In a speech today, McDonnell is expected to lay out a plan to help create 20,000 new entrepreneurs a year. This is part of his wider ambition to build up an “entrepreneurial state” – a central plank of the Labour leadership’s economic vision.
McDonnell will announce that Labour will support the nationwide rollout of Strategic Entrepreneurial Hubs (SEHs), which would help provide practical support for 20,000 extra entrepreneurs every year. The move would cost around £25m a year, an investment Labour expects will be more than matched by the long term growth prospects.
“Our future success as a nation depends on growing in a more strategic way, and Labour wants to see an entrepreneurial state at a local and national level to help make this happen,” McDonnell is expected to say.
The expansion of enterprise hubs, where new entrepreneurs will have shared space to work in, is aimed at helping small business start-ups with initial overheads, of which rental costs is a main problem.

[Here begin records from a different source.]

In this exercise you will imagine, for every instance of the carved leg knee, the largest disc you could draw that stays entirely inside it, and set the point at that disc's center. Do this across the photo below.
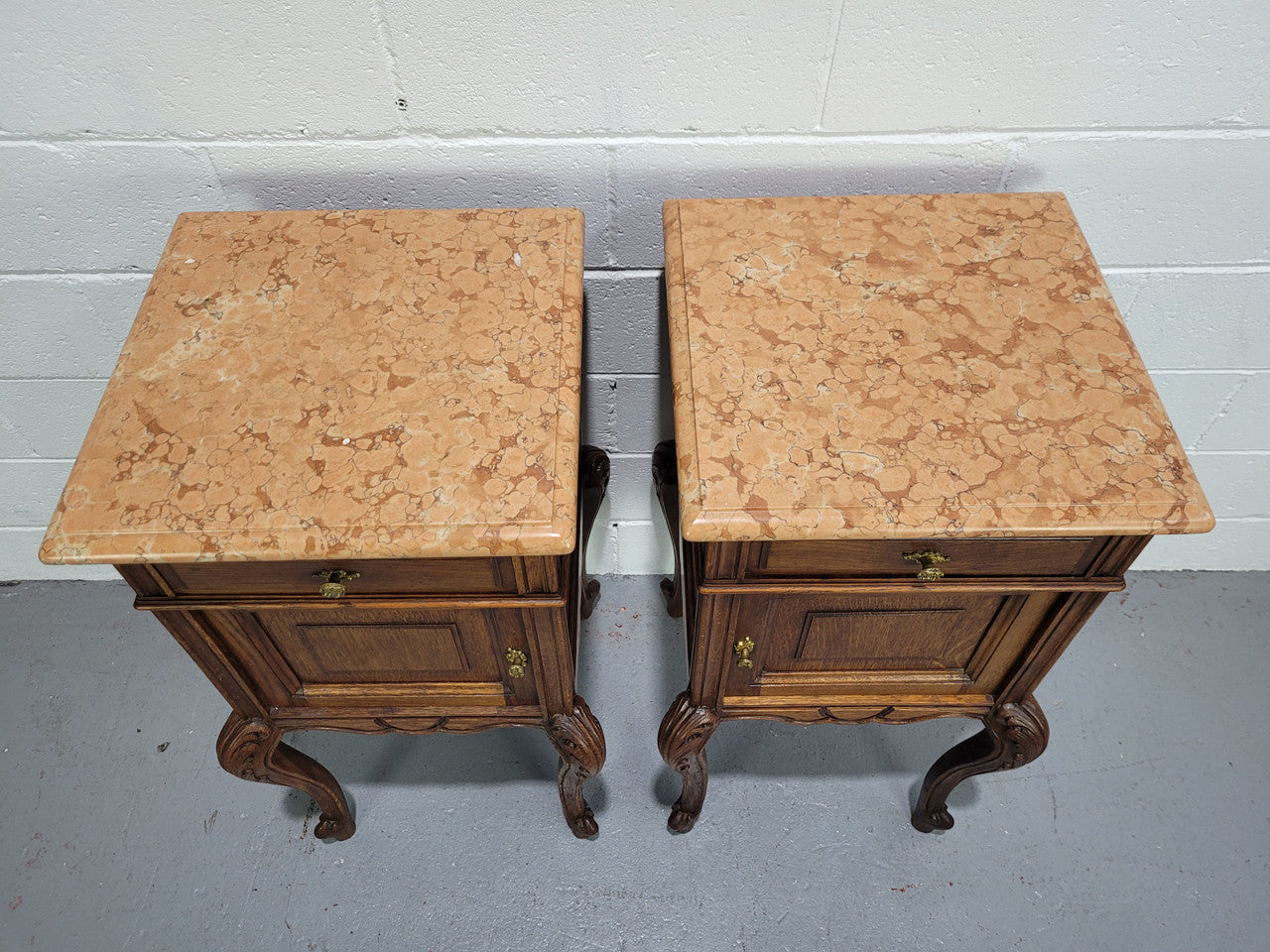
(593, 480)
(580, 744)
(667, 485)
(253, 749)
(1012, 737)
(683, 739)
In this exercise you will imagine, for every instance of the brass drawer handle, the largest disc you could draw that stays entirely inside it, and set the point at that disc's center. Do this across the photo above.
(333, 587)
(517, 662)
(929, 557)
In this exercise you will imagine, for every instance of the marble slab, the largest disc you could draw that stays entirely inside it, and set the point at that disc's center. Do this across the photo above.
(371, 384)
(906, 367)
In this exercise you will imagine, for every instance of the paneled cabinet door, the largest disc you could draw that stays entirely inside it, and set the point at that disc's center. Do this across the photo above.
(444, 655)
(817, 645)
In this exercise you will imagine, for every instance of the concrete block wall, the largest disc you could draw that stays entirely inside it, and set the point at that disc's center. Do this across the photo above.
(1153, 118)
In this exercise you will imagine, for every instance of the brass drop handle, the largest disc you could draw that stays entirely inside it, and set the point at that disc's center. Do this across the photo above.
(517, 662)
(333, 587)
(929, 558)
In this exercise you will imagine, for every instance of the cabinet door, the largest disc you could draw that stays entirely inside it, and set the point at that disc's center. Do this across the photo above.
(816, 645)
(363, 655)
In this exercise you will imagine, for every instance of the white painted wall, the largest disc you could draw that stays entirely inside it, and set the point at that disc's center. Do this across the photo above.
(1153, 118)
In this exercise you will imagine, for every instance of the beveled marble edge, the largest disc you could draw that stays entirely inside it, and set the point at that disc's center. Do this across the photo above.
(1188, 516)
(559, 536)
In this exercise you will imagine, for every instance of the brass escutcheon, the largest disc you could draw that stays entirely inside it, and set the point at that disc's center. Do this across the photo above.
(929, 557)
(333, 585)
(517, 662)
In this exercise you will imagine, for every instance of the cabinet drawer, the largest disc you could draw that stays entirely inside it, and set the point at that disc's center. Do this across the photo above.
(884, 558)
(815, 645)
(377, 576)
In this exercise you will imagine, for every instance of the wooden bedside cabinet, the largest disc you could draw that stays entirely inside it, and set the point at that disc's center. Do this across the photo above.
(915, 449)
(339, 462)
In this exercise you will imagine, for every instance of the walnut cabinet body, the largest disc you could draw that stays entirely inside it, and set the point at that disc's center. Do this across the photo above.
(414, 647)
(844, 633)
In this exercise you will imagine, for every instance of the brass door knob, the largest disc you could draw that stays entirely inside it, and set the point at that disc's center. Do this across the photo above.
(929, 558)
(517, 662)
(333, 587)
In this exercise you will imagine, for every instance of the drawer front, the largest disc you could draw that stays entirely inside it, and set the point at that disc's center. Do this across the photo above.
(343, 656)
(376, 576)
(815, 647)
(884, 558)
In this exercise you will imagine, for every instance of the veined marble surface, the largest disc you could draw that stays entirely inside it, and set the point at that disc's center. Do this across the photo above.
(371, 384)
(910, 366)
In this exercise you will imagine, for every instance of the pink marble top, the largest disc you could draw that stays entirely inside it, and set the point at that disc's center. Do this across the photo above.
(371, 384)
(910, 366)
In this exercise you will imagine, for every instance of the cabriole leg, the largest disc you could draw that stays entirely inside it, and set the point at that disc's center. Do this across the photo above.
(580, 744)
(1012, 737)
(683, 740)
(253, 749)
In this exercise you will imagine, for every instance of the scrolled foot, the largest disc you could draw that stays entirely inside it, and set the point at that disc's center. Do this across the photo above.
(1014, 735)
(666, 483)
(681, 740)
(593, 484)
(253, 749)
(579, 740)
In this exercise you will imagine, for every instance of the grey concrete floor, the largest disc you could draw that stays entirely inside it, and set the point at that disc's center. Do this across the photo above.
(1146, 825)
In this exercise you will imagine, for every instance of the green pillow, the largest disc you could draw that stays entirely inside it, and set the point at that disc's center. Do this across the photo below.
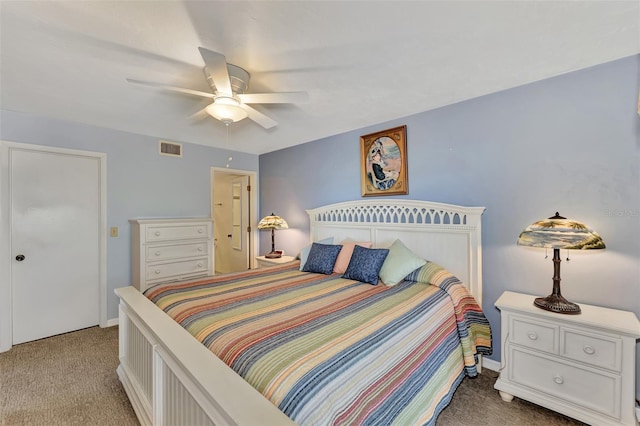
(399, 263)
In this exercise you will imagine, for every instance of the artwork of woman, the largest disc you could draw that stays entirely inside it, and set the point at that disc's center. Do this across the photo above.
(383, 163)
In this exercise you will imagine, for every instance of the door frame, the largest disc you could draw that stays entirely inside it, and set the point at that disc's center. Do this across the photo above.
(253, 208)
(6, 309)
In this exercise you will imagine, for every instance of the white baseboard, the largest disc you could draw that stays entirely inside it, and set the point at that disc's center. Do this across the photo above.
(112, 322)
(490, 364)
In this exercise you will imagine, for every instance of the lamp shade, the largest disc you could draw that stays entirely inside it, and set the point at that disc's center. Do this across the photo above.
(272, 222)
(226, 109)
(561, 233)
(558, 232)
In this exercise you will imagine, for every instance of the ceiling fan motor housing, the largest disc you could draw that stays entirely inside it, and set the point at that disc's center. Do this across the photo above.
(239, 78)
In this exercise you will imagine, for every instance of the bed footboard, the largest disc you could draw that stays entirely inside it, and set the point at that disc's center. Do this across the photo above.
(170, 378)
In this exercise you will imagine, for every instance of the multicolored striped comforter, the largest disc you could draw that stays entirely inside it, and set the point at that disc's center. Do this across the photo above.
(328, 350)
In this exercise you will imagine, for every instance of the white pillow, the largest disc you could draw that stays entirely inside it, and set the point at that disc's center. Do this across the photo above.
(399, 263)
(304, 253)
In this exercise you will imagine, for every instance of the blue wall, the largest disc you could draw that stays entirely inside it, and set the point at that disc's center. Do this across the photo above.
(140, 182)
(569, 144)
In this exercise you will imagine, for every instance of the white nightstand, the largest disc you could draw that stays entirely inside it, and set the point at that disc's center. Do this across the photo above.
(580, 365)
(263, 262)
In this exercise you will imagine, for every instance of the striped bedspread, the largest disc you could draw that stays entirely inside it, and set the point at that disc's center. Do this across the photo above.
(328, 350)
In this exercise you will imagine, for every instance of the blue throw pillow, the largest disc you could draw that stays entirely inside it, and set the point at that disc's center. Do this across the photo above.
(304, 253)
(365, 264)
(321, 258)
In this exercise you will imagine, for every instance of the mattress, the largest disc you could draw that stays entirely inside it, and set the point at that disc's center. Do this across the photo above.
(328, 350)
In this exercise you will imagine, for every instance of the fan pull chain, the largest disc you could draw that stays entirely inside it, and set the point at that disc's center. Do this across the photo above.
(229, 157)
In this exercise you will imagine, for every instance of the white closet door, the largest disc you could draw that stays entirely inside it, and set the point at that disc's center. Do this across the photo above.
(55, 238)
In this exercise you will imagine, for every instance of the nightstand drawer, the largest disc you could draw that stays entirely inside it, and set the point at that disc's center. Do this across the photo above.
(536, 335)
(587, 388)
(599, 350)
(179, 232)
(177, 269)
(175, 251)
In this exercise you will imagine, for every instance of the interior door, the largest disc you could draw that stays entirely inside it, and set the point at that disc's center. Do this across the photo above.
(239, 255)
(55, 238)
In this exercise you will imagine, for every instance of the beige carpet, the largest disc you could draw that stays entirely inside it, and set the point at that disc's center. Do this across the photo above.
(71, 380)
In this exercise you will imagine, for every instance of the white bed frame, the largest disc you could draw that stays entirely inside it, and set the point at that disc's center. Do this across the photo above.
(172, 379)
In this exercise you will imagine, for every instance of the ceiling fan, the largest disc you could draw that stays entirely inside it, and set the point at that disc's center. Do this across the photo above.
(228, 83)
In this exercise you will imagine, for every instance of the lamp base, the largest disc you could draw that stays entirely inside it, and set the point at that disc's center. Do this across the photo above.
(276, 254)
(558, 304)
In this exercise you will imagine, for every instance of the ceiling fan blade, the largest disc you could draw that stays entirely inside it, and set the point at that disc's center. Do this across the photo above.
(259, 117)
(172, 88)
(274, 98)
(216, 65)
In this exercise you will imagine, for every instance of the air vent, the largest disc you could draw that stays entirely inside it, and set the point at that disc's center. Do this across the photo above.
(171, 149)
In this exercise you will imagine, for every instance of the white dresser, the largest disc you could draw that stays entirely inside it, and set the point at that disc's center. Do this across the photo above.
(165, 250)
(580, 365)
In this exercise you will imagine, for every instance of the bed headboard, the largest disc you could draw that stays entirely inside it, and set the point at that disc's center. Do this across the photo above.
(447, 234)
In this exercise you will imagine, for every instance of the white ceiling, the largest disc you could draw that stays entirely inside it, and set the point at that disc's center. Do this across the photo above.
(362, 62)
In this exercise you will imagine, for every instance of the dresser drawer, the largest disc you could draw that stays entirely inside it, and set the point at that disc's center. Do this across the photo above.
(177, 269)
(596, 349)
(534, 334)
(582, 386)
(176, 232)
(176, 251)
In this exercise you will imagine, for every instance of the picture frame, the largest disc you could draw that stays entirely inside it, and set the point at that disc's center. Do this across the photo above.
(383, 162)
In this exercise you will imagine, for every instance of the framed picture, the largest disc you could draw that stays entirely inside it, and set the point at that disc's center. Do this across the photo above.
(383, 160)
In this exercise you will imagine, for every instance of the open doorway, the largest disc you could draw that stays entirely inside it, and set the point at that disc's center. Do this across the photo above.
(234, 211)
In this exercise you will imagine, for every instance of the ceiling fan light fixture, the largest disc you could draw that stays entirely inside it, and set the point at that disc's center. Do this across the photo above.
(226, 109)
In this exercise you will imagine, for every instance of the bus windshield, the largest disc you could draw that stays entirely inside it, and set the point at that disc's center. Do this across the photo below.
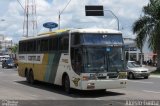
(102, 59)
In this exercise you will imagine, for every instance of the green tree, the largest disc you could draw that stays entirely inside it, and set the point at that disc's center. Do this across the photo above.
(147, 27)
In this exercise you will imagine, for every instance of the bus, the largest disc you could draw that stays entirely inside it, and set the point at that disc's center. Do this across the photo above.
(83, 59)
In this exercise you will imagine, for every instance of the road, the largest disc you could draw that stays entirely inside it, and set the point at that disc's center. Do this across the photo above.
(13, 87)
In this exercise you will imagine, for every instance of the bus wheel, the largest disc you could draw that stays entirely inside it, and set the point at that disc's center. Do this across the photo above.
(67, 84)
(31, 77)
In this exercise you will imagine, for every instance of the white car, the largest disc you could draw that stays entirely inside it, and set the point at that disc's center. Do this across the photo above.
(134, 70)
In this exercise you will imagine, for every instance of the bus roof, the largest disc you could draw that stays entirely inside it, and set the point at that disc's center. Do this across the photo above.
(90, 30)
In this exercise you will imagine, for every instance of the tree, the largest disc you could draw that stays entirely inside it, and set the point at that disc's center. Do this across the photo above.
(147, 27)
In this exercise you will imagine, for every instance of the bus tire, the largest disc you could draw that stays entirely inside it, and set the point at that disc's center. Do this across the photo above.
(27, 76)
(67, 84)
(31, 77)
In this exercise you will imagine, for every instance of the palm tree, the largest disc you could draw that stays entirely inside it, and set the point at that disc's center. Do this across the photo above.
(147, 27)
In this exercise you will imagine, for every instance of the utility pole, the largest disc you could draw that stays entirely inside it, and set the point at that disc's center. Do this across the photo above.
(60, 13)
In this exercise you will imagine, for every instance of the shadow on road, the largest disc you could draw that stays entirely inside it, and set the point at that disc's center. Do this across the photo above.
(75, 93)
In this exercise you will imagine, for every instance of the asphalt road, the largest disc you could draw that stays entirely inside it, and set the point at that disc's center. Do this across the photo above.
(13, 87)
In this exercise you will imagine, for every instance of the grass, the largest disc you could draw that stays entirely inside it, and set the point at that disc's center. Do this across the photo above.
(157, 72)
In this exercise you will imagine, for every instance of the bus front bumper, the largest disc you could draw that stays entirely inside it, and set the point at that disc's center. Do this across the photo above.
(103, 84)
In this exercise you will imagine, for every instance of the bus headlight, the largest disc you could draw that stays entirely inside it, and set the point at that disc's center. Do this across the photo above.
(85, 78)
(91, 77)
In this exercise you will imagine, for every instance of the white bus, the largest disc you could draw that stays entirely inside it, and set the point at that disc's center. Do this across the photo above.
(84, 59)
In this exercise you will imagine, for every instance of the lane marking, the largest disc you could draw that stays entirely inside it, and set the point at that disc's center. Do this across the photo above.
(142, 82)
(150, 91)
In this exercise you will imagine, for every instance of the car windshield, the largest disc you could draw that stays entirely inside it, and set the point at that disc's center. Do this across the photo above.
(102, 59)
(132, 64)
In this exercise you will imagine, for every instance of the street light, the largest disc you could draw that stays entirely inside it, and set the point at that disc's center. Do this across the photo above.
(60, 12)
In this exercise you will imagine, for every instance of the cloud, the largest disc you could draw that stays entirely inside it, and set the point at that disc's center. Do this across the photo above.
(127, 12)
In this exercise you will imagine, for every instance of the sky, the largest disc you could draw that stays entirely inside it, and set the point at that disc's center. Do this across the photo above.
(127, 11)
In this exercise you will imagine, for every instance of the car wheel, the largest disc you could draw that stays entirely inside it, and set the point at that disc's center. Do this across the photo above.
(67, 84)
(131, 76)
(146, 77)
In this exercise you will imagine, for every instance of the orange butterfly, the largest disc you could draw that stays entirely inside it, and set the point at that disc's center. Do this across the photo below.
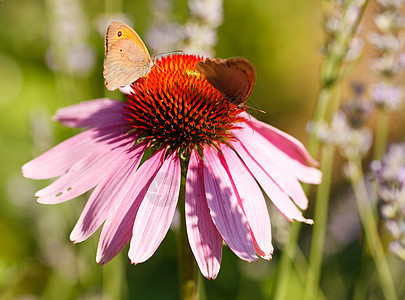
(126, 57)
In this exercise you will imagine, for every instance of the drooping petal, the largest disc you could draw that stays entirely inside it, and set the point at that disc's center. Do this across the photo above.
(93, 113)
(279, 169)
(60, 158)
(86, 173)
(224, 208)
(156, 211)
(296, 167)
(254, 205)
(105, 195)
(285, 142)
(117, 229)
(276, 194)
(204, 238)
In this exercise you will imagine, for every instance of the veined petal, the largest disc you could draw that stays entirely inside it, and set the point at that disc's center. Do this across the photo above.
(86, 173)
(156, 211)
(296, 167)
(60, 158)
(276, 194)
(105, 195)
(93, 113)
(285, 142)
(224, 208)
(280, 170)
(204, 238)
(253, 203)
(117, 230)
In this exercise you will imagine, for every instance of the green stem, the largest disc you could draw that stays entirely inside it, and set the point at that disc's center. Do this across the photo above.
(114, 279)
(187, 267)
(284, 266)
(319, 227)
(381, 137)
(370, 228)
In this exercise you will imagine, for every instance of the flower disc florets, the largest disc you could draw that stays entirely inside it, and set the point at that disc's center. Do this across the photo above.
(174, 106)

In his pitch to small business, McDonnell plans to argue that collaborative work spaces will help create a shared growth, and tackle the productivity crisis that has grown under the Tories.
McDonnell is expected to say:
“The next Labour Government wants to build upon and grow the over five million small businesses who contribute £1.8 trillion to the UK economy and which provide employment for 60 per cent of all those employed in the private sector.
“We don’t want money to be the barrier to someone with talent, skill or a good idea and who wants to control their own destiny being prevented from starting up a small business of their own, staying the course and delivering growth.
“Labour has always been the party of makers and doers, we have a rich history of supporting those people who want to be designers, makers and innovators. And it’s by helping to create the next generation of entrepreneurs that we will build the economy of the future.”